De imediato, Patrícia cegou com tamanha claridade jorrada de dentro. Aos poucos foi enxergando ao redor, a maravilha de Portão com dois leões enormes, um de cada lado. Embora em mármore, eles pareciam verossímil, vivos, que amedrontava. No meio deles a palavra CÉU, desenhada, grafada como se fosse os 7 continentes do mundo. E distante um pouco, outro portão menor, sem brilho e guardiões, com purgatório escrito acima. Ao longe, a escuridão cobria tudo. Das entranhas gritos de pavor, medo e dor. Vez ou outra uma labareda cortava o escuro como navalha. Então os gritos triplicavam. Ela correu em direção a São Pedro que a acolheu nos braços. Os anjos rapidamente puseram-se diante da entrada, de braços erguidos para o mal quedar lá fora, no seu lugar.
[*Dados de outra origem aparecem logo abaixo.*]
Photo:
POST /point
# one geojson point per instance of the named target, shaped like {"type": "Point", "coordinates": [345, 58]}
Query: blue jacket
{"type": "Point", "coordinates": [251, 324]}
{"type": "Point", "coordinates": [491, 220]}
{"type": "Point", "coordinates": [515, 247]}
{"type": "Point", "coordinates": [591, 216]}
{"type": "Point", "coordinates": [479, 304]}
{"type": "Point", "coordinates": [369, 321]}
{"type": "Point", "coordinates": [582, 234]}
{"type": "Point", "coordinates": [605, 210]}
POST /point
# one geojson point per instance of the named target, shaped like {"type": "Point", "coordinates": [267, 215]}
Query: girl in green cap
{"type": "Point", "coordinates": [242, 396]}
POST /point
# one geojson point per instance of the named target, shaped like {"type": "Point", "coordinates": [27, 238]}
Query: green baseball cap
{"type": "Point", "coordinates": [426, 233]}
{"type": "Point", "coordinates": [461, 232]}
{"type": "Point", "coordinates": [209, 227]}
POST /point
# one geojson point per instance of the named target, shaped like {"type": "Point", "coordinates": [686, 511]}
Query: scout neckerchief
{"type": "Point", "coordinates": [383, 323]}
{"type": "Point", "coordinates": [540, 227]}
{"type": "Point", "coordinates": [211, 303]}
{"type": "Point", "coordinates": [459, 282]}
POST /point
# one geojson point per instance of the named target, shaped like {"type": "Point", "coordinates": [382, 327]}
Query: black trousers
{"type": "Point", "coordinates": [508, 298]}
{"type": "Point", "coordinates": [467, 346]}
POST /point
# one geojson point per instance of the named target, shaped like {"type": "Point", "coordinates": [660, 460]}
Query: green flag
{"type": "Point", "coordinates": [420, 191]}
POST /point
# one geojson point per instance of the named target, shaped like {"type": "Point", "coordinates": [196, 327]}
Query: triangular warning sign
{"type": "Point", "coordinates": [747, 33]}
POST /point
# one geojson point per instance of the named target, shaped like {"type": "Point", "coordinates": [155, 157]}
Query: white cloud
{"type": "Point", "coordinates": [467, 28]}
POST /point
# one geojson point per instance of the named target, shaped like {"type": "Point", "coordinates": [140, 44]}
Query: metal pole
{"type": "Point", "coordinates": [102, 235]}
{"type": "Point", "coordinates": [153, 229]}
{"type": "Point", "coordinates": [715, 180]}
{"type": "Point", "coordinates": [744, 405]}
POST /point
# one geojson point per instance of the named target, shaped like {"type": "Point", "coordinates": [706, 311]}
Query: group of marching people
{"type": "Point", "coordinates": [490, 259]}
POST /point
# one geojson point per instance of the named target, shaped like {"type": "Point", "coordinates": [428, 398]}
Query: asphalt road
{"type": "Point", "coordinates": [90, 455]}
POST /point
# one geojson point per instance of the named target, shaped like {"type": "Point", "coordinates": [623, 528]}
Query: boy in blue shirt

Minutos depois, com tudo serenado e explicado, São Pedro interrogou-a:

- Por que você mudou tanto, Patrícia? DEUS a fez tão bonita, igual a qualquer outra flor do jardim.

- Igual não, São Pedro...

- São muitas espécimes, Patrícia, e cada uma tem seu valor, beleza.

- É o homem, São Pedro, o homem que é culpado. Toda hora inventam isso ou aquilo e nós, fracos de espírito e cabeça, acabamos seguindo as estradas tortas da vida. Vai acontecer alguma coisa comigo?

- O fato de admitir os erros aliviou em muito seus pecados, minha filha. Mas ainda existem outros a pagar. Anjo Gabriel, leve Patrícia para o purgatório, e de a ela a tarefa de cuidar dos negros. Durante 10 anos ela vai passar, cozinhar e limpar a casa de todos os negros. Depois a traga aqui para nova tarefa. Ponha-a longe dos políticos.